The main advantage of AIRM over other variants of aggregated indices methods is its ability to cope with poor-quality input information. It can use non-numeric (ordinal), non-exact (interval) and non-complete expert information to solve multi-criteria decision analysis (MCDM) problems. An exact and transparent mathematical foundation can assure the precision and fidelity of AIRM results.

Background

Ordinary aggregated indices method allows comprehensive estimation of complex (multi-attribute) objects’ quality. Examples of such complex objects (decision alternatives, variants of a choice, etc.) may be found in diverse areas of business, industry, science, etc. (e.g., large-scale technical systems, long-time projects, alternatives of a crucial financial/managerial decision, consumer goods/services, and so on). There is a wide diversity of qualities under evaluation too: efficiency, performance, productivity, safety, reliability, utility, etc.

The essence of the aggregated indices method consists in an aggregation (convolution, synthesizing, etc.) of some single indices (criteria) q(1),...,q(m), each single index being an estimation of a fixed quality of multiattribute objects under investigation, into one aggregated index (criterion) Q=Q(q(1),...,q(m)).

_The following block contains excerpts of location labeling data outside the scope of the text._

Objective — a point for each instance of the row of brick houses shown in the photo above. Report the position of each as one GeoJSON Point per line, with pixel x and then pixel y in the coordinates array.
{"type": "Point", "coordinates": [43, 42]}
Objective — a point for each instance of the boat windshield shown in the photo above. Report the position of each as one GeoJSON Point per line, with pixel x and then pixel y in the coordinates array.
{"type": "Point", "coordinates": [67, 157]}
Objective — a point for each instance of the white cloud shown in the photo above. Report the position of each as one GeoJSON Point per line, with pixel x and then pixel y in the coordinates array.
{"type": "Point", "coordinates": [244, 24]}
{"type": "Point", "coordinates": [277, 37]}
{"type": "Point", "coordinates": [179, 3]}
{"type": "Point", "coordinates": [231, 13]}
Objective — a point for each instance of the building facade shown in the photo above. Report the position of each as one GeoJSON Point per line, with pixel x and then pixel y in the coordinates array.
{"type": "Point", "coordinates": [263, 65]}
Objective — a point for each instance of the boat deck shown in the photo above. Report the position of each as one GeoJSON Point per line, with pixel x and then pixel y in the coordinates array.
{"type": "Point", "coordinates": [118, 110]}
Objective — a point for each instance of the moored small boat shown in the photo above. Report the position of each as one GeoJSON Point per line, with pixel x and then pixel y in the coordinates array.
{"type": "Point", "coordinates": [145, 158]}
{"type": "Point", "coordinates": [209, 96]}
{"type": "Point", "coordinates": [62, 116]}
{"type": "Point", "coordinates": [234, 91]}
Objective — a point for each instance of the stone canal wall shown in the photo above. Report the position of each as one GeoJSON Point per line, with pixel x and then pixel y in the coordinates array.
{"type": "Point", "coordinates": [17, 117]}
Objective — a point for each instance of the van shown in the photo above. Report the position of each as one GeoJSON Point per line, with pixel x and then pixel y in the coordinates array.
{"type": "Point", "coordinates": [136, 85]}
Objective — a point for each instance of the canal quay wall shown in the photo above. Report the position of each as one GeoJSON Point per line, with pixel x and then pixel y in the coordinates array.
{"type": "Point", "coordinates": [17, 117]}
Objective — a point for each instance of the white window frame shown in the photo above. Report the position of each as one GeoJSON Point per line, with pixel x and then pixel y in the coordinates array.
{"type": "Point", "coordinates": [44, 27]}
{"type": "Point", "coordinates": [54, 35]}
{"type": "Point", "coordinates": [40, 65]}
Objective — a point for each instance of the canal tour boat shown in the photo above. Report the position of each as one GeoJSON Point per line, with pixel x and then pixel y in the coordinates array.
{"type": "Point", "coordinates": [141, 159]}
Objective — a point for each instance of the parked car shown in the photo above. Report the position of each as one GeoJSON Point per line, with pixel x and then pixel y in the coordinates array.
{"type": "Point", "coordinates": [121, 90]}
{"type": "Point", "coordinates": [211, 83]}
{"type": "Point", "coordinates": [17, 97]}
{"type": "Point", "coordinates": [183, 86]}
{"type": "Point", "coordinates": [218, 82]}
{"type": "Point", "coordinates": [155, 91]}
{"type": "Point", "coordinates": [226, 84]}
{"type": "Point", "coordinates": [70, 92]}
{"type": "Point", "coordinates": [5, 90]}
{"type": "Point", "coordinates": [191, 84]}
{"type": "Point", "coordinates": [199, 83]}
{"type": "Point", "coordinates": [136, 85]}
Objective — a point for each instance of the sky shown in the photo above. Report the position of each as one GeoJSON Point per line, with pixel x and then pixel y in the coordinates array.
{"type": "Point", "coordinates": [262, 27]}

In other words, in the aggregated indices method single estimations of an object, each of them being made from a single (specific) “point of view” (single criterion), is synthesized by aggregative function Q=Q(q(1),...,q(m)) in one aggregated (general) object's estimation Q, which is made from the general “point of view” (general criterion).

Aggregated index Q value is determined not only by single indices’ values but varies depending on non-negative weight-coefficients w(1),...,w(m). Weight-coefficient (“weight”) w(i) is treated as a measure of relative significance of the corresponding single index q(i) for general estimation Q of the quality level.

Summary

It is well known that the most subtle and delicate stage in a variant of the aggregated indices method is the stage of weights estimation because of usual shortage of information about exact values of weight-coefficients. As a rule, we have only non-numerical (ordinal) information, which can be represented by a system of equalities and inequalities for weights, and/or non-exact (interval) information, which can be represented by a system of inequalities, which determine only intervals for the weight-coefficients possible values. Usually ordinal and/or interval information is incomplete (i.e., this information is not enough for one-valued estimation of all weight-coefficients). So, one can say that there is only non-numerical (ordinal), non-exact (interval), and non-complete information (NNN-information) I about weight-coefficient.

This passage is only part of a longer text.